Two gotchas worth remembering. First, the service inside the sandbox has to bind to 0.0.0.0, not 127.0.0.1. Most dev servers default to localhost, so you'll often need a --host 0.0.0.0 flag when starting them. Second, port mappings don't persist across sandbox stops — re-publish after restart.

10. Interactive Terminal Dashboard

Run sbx with no arguments and you get an interactive terminal dashboard. Every sandbox renders as a card with live status, CPU usage, and memory usage.

From the dashboard you can:

Create a sandbox (c)
Start or stop (s)
Attach to the agent session (Enter)
Open a shell inside the sandbox (x)
Remove the sandbox (r)

There's also a network governance panel where you can monitor outbound connections live, allow or block specific hosts, and add custom rules.
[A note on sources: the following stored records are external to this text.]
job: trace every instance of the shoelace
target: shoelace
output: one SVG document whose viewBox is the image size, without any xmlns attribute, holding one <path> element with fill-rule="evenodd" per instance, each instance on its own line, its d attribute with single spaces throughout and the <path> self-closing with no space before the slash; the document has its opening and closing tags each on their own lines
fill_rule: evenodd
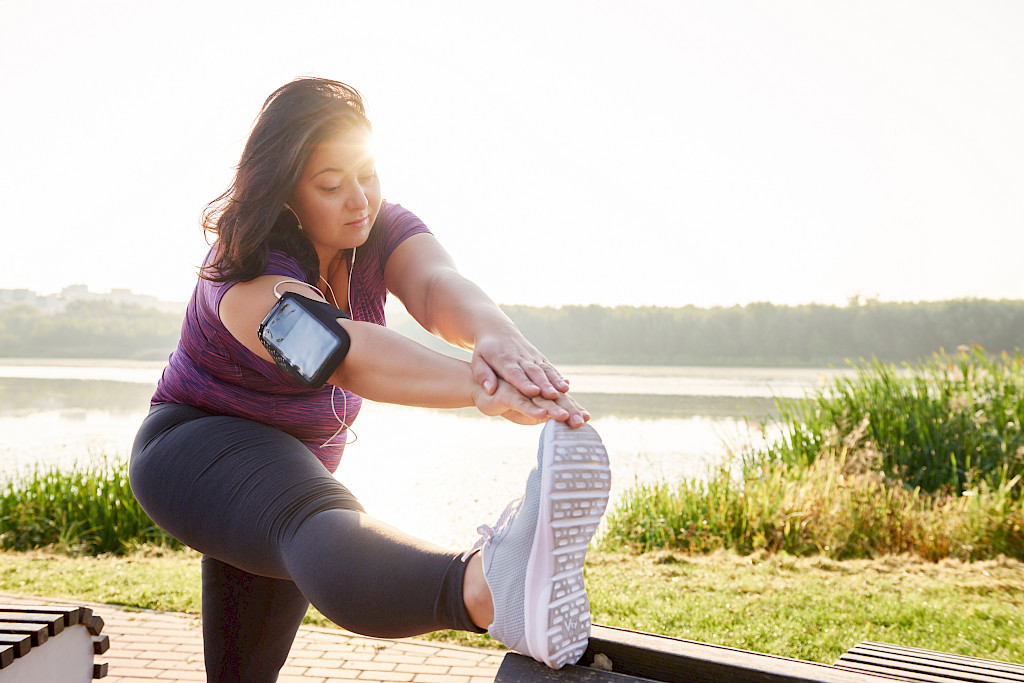
<svg viewBox="0 0 1024 683">
<path fill-rule="evenodd" d="M 512 518 L 515 517 L 516 510 L 519 509 L 519 505 L 523 502 L 522 498 L 516 498 L 511 503 L 505 506 L 505 509 L 498 515 L 498 521 L 494 523 L 494 526 L 490 524 L 481 524 L 476 528 L 476 532 L 480 534 L 480 538 L 476 539 L 476 543 L 473 547 L 467 550 L 462 555 L 463 560 L 469 559 L 469 556 L 480 550 L 488 543 L 494 543 L 500 541 L 501 537 L 508 533 L 508 528 Z"/>
</svg>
Press Tab to switch panels, ? for the full keyboard shortcut list.

If you've spent any time running sbx ls in a loop to watch what an agent is doing, the dashboard is the upgrade.

Bonus: Persistence and Cleanup

Worth knowing alongside the rest: sandboxes persist until you explicitly remove them. Installed packages, Docker images, configuration changes, agent state, command history — all of it survives across stops and restarts. sbx run <sandbox-name> reconnects to your existing environment instead of creating a fresh one.

sbx rm <sandbox-name> deletes the sandbox, its VM, all of its contents, and any branch-mode worktrees and branches. Your workspace files stay on your host (they were a passthrough mount, never a copy). Your API keys stay too (they never left the host).

The mental model is: sandboxes are disposable, your work and your credentials are not.

Where to Go From Here

Quickest way in:

$ brew install docker/tap/sbx
$ sbx login
$ cd ~/my-project
$ sbx run claude

You'll get a Claude Code session running in a microVM against your project, with the proxy filtering and logging every outbound request. From there, try branch mode for multi-agent work, write a kit to standardize your team's setup, and use sbx ports when the agent spins up a service you want to poke at.